Donald Hutera has been writing and speaking about dance, theatre, live performance and the arts both in the US and the UK since 1977. Publications and websites to which he's contributed include The Times of London, The New York Times, Animated (Foundation for Community Dance, now known as People Dancing), Dance Umbrella, londondance.com and many others.
He co-authored The Dance Handbook with former Time Out dance editor Allen Robertson, edited The Rough Guide to Choreography and is featured in Fifty Contemporary Choreographers. An experienced post-show host, Hutera has been a jury member for, among others, the Total Theatre Awards, BE Festival and Casa Festival.

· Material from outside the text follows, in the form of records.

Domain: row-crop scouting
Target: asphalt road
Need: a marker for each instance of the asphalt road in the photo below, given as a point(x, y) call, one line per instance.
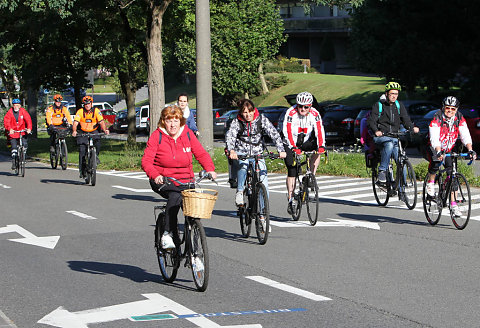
point(361, 266)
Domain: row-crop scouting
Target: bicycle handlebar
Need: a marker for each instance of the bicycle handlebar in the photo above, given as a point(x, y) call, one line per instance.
point(259, 156)
point(456, 155)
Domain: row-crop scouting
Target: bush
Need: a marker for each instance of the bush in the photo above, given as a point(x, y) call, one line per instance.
point(276, 81)
point(281, 64)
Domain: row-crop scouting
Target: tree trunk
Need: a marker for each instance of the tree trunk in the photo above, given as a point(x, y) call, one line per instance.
point(156, 85)
point(129, 92)
point(262, 79)
point(32, 103)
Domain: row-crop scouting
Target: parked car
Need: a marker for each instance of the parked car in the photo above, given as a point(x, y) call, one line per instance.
point(338, 123)
point(142, 119)
point(472, 116)
point(102, 105)
point(109, 116)
point(358, 120)
point(120, 124)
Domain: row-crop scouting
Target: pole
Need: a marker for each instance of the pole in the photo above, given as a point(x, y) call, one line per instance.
point(204, 74)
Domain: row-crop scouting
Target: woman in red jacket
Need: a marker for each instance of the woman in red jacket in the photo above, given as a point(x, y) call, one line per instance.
point(169, 154)
point(16, 119)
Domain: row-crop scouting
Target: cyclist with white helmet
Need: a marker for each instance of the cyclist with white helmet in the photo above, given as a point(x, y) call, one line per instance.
point(447, 125)
point(302, 131)
point(386, 116)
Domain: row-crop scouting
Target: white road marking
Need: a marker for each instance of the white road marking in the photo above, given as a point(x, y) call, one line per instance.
point(7, 321)
point(289, 289)
point(82, 215)
point(155, 303)
point(324, 224)
point(29, 238)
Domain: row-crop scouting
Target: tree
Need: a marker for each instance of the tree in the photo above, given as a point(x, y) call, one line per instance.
point(156, 85)
point(244, 35)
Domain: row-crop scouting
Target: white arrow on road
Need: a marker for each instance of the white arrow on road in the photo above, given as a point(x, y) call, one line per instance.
point(322, 224)
point(30, 238)
point(155, 303)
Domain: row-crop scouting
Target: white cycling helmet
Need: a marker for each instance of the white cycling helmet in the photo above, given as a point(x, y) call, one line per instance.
point(304, 98)
point(451, 101)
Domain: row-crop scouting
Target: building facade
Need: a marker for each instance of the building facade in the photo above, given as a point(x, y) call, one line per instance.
point(307, 31)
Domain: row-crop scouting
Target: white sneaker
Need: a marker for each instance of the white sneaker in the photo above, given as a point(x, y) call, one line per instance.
point(198, 264)
point(239, 198)
point(167, 241)
point(431, 189)
point(456, 211)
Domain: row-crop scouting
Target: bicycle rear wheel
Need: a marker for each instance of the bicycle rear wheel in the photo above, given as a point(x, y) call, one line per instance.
point(54, 157)
point(198, 256)
point(21, 162)
point(312, 199)
point(461, 194)
point(409, 184)
point(432, 206)
point(262, 219)
point(245, 218)
point(63, 154)
point(168, 260)
point(93, 167)
point(379, 191)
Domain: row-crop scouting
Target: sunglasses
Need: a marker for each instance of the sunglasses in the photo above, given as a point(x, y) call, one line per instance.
point(304, 106)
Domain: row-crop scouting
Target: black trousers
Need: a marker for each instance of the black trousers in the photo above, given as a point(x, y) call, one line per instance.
point(174, 200)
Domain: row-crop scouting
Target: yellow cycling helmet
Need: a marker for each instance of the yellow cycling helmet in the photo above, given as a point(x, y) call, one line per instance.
point(393, 86)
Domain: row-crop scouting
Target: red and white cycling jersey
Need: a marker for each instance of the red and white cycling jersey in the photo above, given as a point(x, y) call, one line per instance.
point(295, 124)
point(445, 132)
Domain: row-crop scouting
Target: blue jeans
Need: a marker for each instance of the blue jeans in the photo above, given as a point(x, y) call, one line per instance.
point(242, 174)
point(387, 146)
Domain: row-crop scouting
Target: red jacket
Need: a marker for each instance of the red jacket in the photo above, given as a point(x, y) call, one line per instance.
point(173, 158)
point(24, 122)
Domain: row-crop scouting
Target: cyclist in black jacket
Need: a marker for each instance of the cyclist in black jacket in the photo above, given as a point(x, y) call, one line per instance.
point(386, 116)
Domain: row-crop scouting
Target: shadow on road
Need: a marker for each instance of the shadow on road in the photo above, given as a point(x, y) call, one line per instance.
point(379, 219)
point(138, 197)
point(62, 181)
point(131, 272)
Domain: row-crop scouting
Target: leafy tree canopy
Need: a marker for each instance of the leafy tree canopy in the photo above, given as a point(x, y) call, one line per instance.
point(243, 33)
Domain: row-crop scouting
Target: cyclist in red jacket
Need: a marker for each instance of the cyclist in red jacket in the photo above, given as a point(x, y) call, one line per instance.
point(169, 154)
point(16, 119)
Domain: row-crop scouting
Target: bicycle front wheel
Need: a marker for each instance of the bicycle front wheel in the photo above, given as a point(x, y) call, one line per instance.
point(460, 193)
point(379, 191)
point(198, 256)
point(168, 260)
point(432, 206)
point(63, 155)
point(311, 193)
point(93, 167)
point(245, 218)
point(262, 222)
point(409, 185)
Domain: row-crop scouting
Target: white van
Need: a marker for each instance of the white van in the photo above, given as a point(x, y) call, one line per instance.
point(102, 106)
point(143, 118)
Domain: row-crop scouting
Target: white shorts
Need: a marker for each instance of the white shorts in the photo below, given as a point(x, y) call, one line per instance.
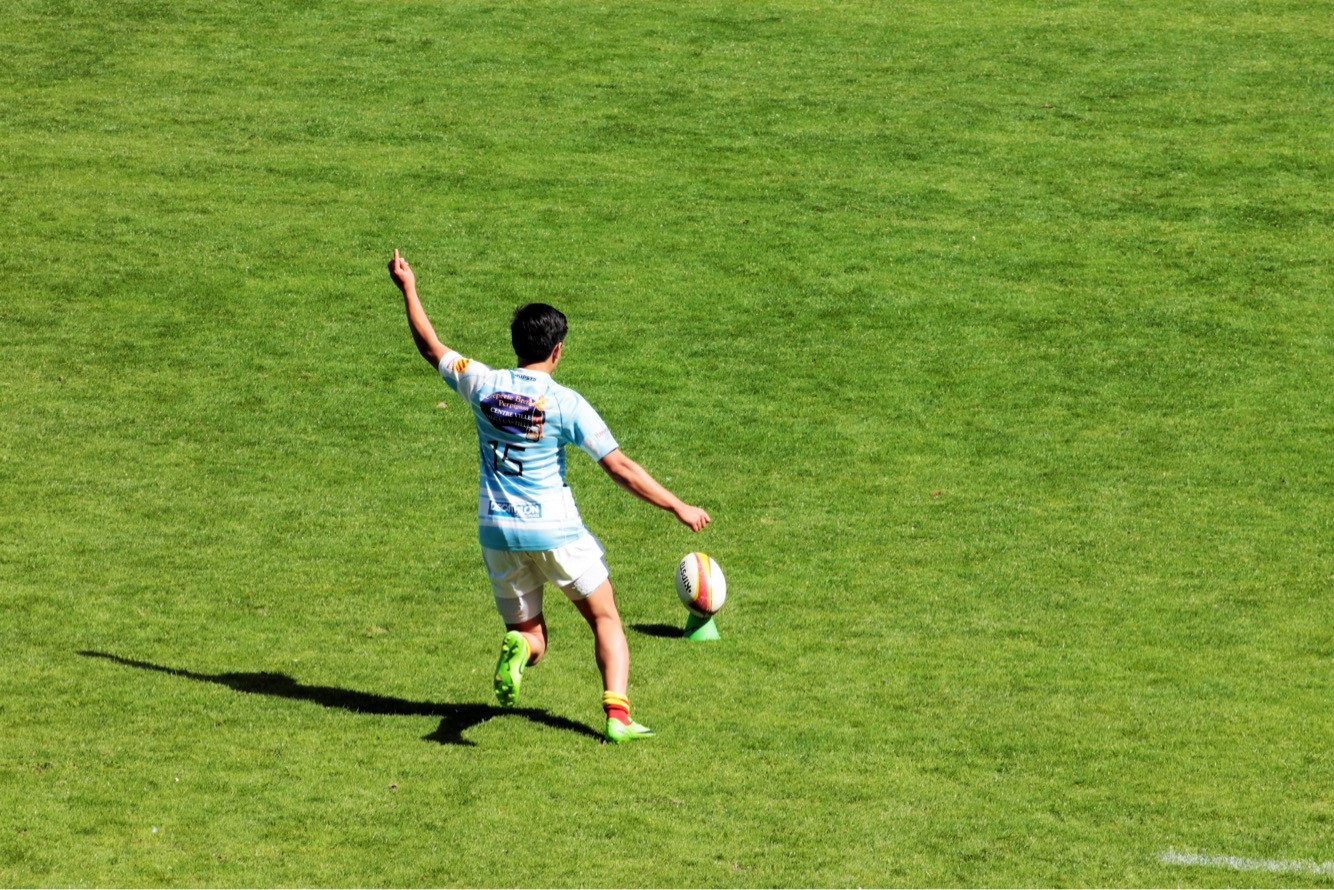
point(518, 575)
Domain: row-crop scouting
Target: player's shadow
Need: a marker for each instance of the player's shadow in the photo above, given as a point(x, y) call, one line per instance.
point(455, 719)
point(669, 631)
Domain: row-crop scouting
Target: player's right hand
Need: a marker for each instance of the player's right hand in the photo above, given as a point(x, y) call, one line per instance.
point(693, 517)
point(402, 272)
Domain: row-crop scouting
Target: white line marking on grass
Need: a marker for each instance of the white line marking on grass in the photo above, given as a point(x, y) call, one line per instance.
point(1239, 863)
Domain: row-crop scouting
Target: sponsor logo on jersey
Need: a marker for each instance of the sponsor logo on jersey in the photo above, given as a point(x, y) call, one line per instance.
point(520, 415)
point(515, 510)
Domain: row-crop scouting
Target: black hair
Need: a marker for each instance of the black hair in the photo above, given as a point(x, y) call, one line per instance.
point(535, 330)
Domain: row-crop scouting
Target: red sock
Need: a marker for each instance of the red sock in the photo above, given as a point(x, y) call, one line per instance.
point(616, 707)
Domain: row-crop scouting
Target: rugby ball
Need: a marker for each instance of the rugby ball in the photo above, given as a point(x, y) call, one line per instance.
point(701, 585)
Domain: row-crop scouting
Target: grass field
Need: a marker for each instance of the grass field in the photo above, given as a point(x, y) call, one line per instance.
point(998, 339)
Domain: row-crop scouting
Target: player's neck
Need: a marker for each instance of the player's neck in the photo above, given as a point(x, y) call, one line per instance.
point(546, 367)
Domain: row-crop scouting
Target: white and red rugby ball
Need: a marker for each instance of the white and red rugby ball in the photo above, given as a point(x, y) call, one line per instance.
point(701, 585)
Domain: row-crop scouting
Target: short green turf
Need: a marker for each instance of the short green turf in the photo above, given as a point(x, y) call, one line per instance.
point(995, 336)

In 2013 he began curating, producing, creating and providing dramaturgy for GOlive Dance and Performance Festival and, the following year, co-founded Chelsea Arts Collective aka CAC with visual artist/philosopher Lilia Pegado.

Sanjoy Roy has written on dance for the Guardian since 2002, and contributed to many other publications including the New Statesman, Dance Gazette, Dancing Times, and he is London correspondent for Dance International magazine. He was formerly production editor and book designer for Dance Books Ltd. He wrote the Guardian's popular Step by step guides to dance, and conceived and scripted the much-loved animation series Planet Dance: a visitor's guide to contemporary dance. He has been a writing mentor at Springback Academy since 2014.
He keeps an archive of his writing at sanjoyroy.net.

British born, brought up in London, Oonagh has spent her adult life living in Paris and Brussels where she is still based. She has been a freelance dancer, cultural journalist and producer/programmer since the eighties. As a producer/programmer she has worked with many independent dance companies as well as established institutions such as The Pompidou Centre in Paris, The Place Theatre in London and Les Brigittines in Brussels. She currently manages different arts projects from her own organisation, The Tinderbox, including the precursor of collective dance initiatives, the Bal Moderne.
As a journalist, she has contributed to The Guardian, Elle Magazine, The Evening Standard, City Limits and Time Out as well as the Belgian, English language publications Agenda, The Bulletin and Flanders Today.
She is also responsible for the Springback Academy yearly programme.